Así reunía el rey Nangklao, Rama III, los conocimientos médicos durante la gran reconstrucción de Wat Pho. En mil ochocientos treinta ordenó traer aquí las obras de médicos, poetas, historiadores y conocedores de los textos budistas. Siam cambiaba con rapidez: los misioneros cristianos traían imprentas, medicina occidental, mecánica y astronomía. Rama III no impedía que los nuevos conocimientos entraran en el país, pero temía que los antiguos desaparecieran junto con quienes los conservaban. Muchas obras existían en manuscritos a los que los habitantes corrientes de la ciudad tenían difícil acceso.
Para esta colección abierta, el rey eligió un templo junto al palacio. Ya acudían aquí personas de distintas clases sociales, y las paredes de las galerías y los pabellones ofrecían suficiente espacio para textos y dibujos. El nombre coloquial Wat Pho procede del anterior Wat Photharam, el monasterio del árbol bodhi, la especie de higuera bajo la cual, según la tradición budista, Siddhartha Gautama alcanzó la iluminación. Rama I reconstruyó el antiguo monasterio como templo real de la nueva capital; su nieto convirtió las paredes del templo en una biblioteca accesible a todos.
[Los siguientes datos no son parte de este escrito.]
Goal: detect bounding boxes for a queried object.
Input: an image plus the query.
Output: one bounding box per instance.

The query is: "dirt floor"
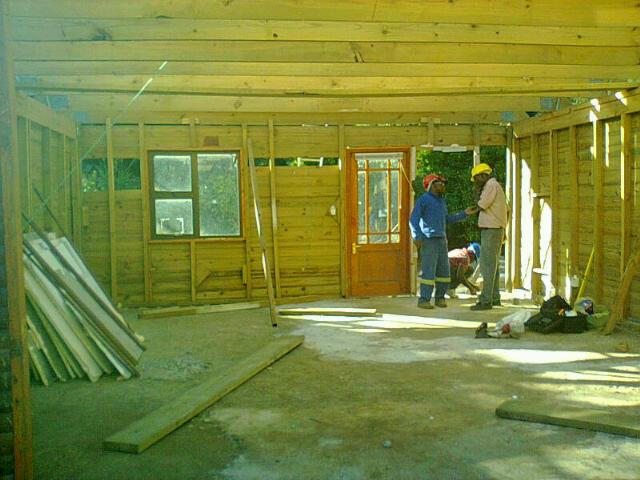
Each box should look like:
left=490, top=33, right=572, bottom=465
left=32, top=297, right=640, bottom=480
Unos cincuenta eruditos de la corte y monjes instruidos, encabezados por el abad, el príncipe Paramanuchit Chinorat, redactaban y editaban los textos. Los grabadores colocaban las placas en las paredes, columnas, ventanas y vigas de veinticinco construcciones. Junto a ellas aparecieron enseñanzas budistas, poemas, historia, información sobre provincias y pueblos, recetas medicinales y esquemas de las líneas de masaje del cuerpo humano. De la colección conservada, seiscientas ocho inscripciones están dedicadas a la medicina, el masaje y los ejercicios.
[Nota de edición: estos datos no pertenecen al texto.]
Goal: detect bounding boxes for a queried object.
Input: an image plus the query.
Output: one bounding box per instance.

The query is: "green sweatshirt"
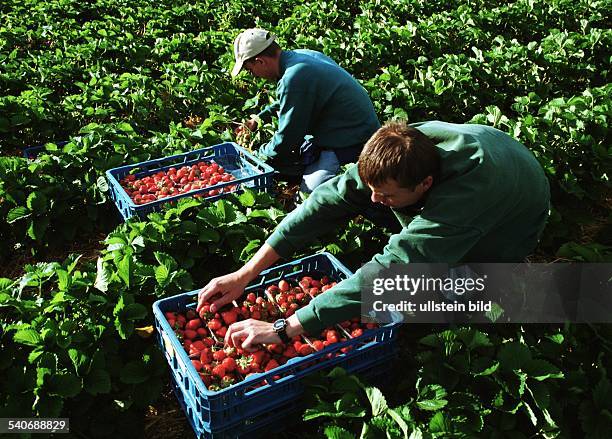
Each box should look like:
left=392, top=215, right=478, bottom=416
left=267, top=121, right=550, bottom=333
left=259, top=49, right=380, bottom=175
Durante la misma reconstrucción, Rama III encargó una enorme figura del Buda Reclinado. Su postura representa los últimos instantes de Buda antes de entrar en el parinirvana, y las imágenes de nácar de las plantas de los pies enumeran ciento ocho signos auspiciosos. La estatua quedó alojada en una sala independiente, y los conocimientos se distribuyeron por todo el templo, donde podían leerse entre la oración, el estudio y las tareas cotidianas del monasterio.
En mil novecientos cincuenta y cinco se abrió dentro de Wat Pho una escuela de medicina tradicional y masaje. Sus aulas siguen ocupando los pabellones del templo. En las paredes que las rodean permanecen las fórmulas que un médico solo podía entregar al grabador después de prestar juramento.
Información práctica
Horario oficial de visita: todos los días 08:00–19:30, entrada 300 bat; gratis para niños de menos de 120 cm.
Comprobado: 28 de junio de 2026. Comprueba la fuente oficial antes de visitar.Respeta el código de vestimenta del templo; junto al Buda Reclinado, no obstaculices el paso y no confundas las estatuas chinas con yakshas locales.